Der Mensch hat die Erde in eine tiefgreifende ökologische Krise geführt. Die Erderwärmung verursacht zunehmend Extremwetterereignisse wie Stürme, Überflutungen und Dürren und trägt zum Anstieg des Meeresspiegels bei. Besonders die Industrienationen überschreiten die ökologischen Belastungsgrenzen des Planeten und gefährden damit die eigenen Lebensgrundlagen.

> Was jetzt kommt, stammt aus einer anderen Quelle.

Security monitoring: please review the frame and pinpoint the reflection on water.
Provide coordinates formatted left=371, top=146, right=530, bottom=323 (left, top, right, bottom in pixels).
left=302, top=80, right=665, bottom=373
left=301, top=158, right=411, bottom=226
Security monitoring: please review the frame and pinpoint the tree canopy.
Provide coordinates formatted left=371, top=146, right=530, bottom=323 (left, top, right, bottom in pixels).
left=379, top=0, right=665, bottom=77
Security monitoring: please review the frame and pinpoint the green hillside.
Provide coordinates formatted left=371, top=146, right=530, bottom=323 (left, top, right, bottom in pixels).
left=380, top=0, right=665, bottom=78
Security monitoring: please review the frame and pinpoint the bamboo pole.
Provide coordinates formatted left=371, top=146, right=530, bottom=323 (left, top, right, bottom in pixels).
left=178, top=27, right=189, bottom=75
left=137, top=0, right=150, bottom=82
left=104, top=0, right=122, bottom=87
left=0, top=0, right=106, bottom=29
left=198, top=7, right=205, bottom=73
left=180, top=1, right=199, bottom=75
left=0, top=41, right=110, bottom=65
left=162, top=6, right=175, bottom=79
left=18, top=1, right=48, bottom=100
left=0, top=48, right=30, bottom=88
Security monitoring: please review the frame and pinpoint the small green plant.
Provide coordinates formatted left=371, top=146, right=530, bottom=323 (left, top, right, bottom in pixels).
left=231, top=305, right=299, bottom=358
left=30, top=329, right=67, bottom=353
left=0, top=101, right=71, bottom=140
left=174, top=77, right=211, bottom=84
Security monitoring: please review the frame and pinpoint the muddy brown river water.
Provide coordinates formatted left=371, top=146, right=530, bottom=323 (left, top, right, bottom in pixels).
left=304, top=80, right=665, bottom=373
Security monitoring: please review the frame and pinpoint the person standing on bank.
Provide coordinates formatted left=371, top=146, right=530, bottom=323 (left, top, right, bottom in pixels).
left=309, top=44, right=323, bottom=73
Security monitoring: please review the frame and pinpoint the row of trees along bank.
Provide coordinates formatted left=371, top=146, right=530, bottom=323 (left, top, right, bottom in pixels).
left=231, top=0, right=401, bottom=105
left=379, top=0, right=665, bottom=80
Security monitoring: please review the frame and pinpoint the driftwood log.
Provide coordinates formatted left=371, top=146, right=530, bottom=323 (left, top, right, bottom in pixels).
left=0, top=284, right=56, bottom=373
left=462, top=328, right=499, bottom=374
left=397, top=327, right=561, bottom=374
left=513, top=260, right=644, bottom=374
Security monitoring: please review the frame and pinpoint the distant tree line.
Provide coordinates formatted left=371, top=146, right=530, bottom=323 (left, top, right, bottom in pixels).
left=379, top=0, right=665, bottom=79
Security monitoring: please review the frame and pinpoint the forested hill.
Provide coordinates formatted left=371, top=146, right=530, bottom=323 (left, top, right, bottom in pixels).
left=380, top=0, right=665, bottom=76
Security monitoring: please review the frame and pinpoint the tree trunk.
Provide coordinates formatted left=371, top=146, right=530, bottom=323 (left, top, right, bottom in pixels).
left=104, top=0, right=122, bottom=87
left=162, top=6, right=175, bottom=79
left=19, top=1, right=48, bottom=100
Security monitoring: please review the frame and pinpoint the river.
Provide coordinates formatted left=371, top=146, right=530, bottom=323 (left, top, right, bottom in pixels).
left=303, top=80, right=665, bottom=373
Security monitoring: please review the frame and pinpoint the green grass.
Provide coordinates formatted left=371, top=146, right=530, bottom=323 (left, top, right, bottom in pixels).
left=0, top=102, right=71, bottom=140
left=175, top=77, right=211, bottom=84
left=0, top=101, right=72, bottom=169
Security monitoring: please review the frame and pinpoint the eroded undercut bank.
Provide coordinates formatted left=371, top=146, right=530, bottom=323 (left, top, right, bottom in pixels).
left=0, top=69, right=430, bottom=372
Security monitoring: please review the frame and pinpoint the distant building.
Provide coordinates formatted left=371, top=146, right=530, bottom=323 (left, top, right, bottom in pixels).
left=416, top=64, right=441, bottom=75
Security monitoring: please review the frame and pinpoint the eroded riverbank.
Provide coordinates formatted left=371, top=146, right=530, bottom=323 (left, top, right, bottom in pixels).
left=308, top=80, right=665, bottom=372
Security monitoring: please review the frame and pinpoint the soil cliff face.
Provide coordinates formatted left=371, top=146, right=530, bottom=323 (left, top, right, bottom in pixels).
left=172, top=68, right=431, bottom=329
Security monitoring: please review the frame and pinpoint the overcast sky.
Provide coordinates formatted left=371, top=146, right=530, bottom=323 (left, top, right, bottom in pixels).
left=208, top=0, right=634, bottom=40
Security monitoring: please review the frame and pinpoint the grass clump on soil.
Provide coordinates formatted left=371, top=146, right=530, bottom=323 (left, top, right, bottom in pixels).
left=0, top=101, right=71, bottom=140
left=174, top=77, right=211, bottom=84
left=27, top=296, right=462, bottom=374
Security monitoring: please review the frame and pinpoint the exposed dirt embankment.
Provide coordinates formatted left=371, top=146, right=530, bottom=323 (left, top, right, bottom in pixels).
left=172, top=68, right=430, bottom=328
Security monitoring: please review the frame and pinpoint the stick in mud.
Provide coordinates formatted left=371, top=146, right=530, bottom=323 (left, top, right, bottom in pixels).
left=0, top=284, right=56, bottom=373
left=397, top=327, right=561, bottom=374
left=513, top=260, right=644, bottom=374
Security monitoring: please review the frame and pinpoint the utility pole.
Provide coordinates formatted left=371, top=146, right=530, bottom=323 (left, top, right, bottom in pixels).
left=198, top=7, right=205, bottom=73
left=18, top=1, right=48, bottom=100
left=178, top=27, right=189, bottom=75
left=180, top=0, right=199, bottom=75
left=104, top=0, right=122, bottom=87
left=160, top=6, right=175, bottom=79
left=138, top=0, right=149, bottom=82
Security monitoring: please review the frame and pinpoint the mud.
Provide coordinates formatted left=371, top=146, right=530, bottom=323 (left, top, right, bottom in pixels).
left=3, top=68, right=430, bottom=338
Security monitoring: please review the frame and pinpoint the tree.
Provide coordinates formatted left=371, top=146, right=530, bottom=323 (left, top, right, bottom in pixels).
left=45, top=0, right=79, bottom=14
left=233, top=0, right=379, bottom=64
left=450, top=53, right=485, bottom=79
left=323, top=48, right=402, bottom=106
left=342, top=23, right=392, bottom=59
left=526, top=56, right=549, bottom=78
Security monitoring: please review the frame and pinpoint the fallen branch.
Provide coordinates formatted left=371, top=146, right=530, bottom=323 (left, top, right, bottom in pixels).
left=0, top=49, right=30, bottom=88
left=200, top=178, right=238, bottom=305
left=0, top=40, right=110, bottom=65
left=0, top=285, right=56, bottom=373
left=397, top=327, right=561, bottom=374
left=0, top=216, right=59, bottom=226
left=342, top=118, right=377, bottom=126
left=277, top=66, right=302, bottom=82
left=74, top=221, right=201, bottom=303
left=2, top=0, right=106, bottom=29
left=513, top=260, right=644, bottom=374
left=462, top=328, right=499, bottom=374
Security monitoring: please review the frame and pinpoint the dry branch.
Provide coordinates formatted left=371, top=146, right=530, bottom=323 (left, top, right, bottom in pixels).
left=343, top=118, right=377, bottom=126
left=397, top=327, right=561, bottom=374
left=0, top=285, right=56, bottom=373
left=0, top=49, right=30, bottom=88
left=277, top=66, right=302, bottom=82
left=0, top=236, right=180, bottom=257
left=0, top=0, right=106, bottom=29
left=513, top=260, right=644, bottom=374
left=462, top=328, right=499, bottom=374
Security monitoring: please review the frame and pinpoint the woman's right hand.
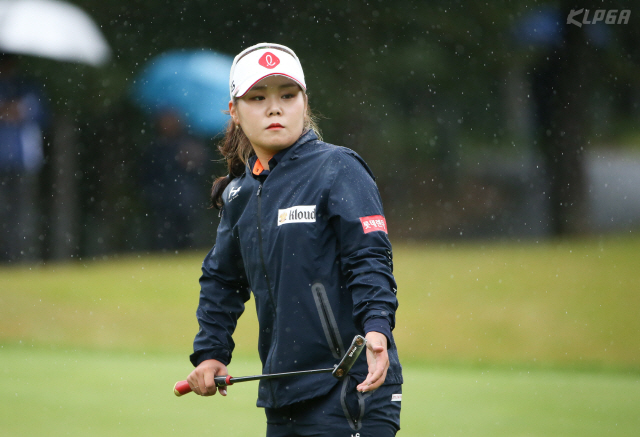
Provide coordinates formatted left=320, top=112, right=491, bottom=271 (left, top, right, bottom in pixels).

Im Rahmen des Workshops werden die Ursachen der Klimakrise analysiert. Im Fokus steht das energieintensive Wirtschaftssystem des Globalen Nordens, das auf Wachstum und Konkurrenz basiert und dabei auf fossile Energieträger wie Kohle und Erdgas zurückgreift. Es wird erörtert, welche Verantwortung Unternehmen, politische Entscheidungsträger*innen und die Zivilgesellschaft tragen.
Angesichts der Dringlichkeit der Klimakrise werden konkrete Lösungsvorschläge und Ideen zur Diskussion gestellt. Ziel ist es, die Klimakrise als ein globales und gesamtgesellschaftliches Problem zu begreifen. Grundlage dafür bildet das Konzept der Klimagerechtigkeit, das auf der Veränderung jener gesellschaftlichen Strukturen und Machtverhältnisse beruht, die zur Krise beigetragen haben.
Ein weiterer Schwerpunkt liegt auf dem Ansatz der "Energiedemokratisierung". Die Teilnehmenden werden dazu angeregt, eigene Ideen zu entwickeln, wie sich die Klimakrise sowohl auf individueller als auch auf politischer Ebene wirksam bekämpfen lässt.